Johnson graduated from Butte Central High School in 2001 after starring there in football, basketball, track and golf. He also was a standout during summers for the Butte American Legion baseball program. Johnson then went on to Saddleback Junior College in Mission Viejo, Calif., to further hone his baseball skills before transferring on to the University of Houston. He was drafted three times as an amateur, once each by the Philadelphia Phillies and the Miami Marlins, before the Mariners took him in 2004 in the fourth round and began his pro career, rocketing up the minor league ladder.
He was born in Anaconda and spent a portion of his childhood in Whitehall before he and his family moved to Butte before he entered high school.
“I chose to retire,” Johnson said. “I am at complete peace with the results. Although this is a tough transition out of the game I have played and loved for 25 plus years and 11 years professionally, I am confident the next adventures will be filled with great joy as well.”
Johnson was also on Team USA during World Cup play in 2006, participating in the tournament played in The Netherlands. Johnson spent two full seasons in the Major Leagues and varying portions of seven others. In later years, he was called upon to mentor young pitchers in pro organizations, helping to develop them in the high minors before the callups to the Majors. The list of such prospects included the likes of Matt Harvey of the Mets, and three of the Cardinals starters of last year — Joe Kelly, Shelby Miller and Michael Wacha. In the Majors, he saw starting duty with the Mariners, Padres and Mets along with being a relied-upon backup.

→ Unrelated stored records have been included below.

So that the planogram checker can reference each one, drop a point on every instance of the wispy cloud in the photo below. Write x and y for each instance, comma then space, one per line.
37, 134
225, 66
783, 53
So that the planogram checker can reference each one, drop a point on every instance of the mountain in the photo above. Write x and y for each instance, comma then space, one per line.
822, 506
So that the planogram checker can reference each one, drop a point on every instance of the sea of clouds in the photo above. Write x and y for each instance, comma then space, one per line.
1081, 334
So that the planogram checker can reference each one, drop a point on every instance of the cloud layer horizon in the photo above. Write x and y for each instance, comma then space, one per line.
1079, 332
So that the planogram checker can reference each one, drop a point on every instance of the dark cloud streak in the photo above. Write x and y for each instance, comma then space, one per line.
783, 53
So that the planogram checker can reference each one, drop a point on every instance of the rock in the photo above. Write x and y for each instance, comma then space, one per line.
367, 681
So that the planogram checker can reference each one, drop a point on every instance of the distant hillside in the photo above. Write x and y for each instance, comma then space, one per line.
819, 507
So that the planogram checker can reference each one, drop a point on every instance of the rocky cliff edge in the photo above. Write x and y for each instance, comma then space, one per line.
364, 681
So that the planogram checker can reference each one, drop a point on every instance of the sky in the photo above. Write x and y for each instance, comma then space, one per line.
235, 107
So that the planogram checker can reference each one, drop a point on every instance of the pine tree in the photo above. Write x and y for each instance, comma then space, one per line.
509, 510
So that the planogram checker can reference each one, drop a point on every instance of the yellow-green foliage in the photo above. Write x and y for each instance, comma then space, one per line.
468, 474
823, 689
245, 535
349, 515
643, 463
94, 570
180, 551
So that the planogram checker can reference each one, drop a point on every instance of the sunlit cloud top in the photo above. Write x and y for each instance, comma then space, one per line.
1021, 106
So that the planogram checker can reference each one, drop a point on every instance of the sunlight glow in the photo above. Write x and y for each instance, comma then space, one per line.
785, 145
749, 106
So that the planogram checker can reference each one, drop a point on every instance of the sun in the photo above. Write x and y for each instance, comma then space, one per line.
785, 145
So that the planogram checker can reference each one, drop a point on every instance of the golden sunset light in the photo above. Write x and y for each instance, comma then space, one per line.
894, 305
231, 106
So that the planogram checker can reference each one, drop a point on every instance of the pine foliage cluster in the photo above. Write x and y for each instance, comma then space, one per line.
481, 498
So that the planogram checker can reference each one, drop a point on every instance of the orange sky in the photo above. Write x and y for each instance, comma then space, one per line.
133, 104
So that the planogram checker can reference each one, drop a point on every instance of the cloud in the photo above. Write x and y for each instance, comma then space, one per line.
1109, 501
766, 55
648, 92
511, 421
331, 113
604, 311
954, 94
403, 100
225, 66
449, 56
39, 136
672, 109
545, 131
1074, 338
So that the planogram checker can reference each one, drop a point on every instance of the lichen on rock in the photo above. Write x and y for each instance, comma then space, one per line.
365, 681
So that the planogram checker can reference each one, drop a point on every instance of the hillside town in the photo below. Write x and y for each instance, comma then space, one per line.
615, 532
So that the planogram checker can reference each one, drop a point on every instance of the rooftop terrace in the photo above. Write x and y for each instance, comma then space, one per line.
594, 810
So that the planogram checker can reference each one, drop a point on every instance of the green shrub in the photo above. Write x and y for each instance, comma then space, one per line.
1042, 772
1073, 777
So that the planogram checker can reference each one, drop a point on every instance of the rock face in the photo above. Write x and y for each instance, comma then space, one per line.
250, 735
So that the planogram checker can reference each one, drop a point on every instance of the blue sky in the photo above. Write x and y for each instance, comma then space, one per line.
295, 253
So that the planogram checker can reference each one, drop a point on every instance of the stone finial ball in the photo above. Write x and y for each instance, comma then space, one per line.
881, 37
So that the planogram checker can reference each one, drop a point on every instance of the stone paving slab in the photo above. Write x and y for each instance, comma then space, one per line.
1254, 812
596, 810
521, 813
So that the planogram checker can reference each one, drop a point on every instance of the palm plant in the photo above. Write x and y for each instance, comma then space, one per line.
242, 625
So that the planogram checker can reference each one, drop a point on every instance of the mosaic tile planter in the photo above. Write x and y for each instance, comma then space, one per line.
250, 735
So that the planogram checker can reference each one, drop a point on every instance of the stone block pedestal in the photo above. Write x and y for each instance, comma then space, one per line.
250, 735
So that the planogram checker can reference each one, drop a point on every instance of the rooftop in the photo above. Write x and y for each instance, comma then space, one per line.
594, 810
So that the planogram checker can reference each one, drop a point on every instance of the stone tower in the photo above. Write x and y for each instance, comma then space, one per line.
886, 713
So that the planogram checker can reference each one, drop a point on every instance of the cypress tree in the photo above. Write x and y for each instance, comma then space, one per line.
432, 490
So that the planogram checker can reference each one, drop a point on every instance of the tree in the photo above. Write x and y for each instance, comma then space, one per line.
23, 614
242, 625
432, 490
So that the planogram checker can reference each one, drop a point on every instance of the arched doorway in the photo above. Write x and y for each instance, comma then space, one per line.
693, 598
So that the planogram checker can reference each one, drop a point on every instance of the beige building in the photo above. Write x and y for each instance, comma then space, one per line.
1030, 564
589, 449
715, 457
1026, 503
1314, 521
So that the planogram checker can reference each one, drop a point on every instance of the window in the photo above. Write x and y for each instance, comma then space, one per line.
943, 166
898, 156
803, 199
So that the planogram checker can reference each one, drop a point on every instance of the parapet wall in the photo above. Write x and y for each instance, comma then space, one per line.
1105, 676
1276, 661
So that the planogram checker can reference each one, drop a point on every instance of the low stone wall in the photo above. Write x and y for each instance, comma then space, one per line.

Johnson made no mention in his announcement about possibly continuing in baseball in a coaching, instructional or scouting capacity. His career stats, offensively, included a .200 batting average, eight hme runs and 64 runs batted in. His strengths were considered to be defensive, and as a game-caller.
“I am so excited for the next stage of our life,” Johnson said. “The details are a bit vague, but we would never turn down a new adventure. I am excited to share it with the friends and family I have been blessed with.”
He went on to express gratitude to his wife, to their three children, to his parents, Bob and Eileen Johnson of Butte, to his sisters, Kellie and Karly, and to his many friends for their support of his endeavors.
He also thanked his agent and all his coaches.
“There are so many people I could thank on a personal level for their support, so here is a big, thank you to you,” Johnson said. “I know nobody can do anything without the support of others and a community of people and trust me I know who you are.”
Johnson said he would post his personal top 20 moments in baseball at a later date.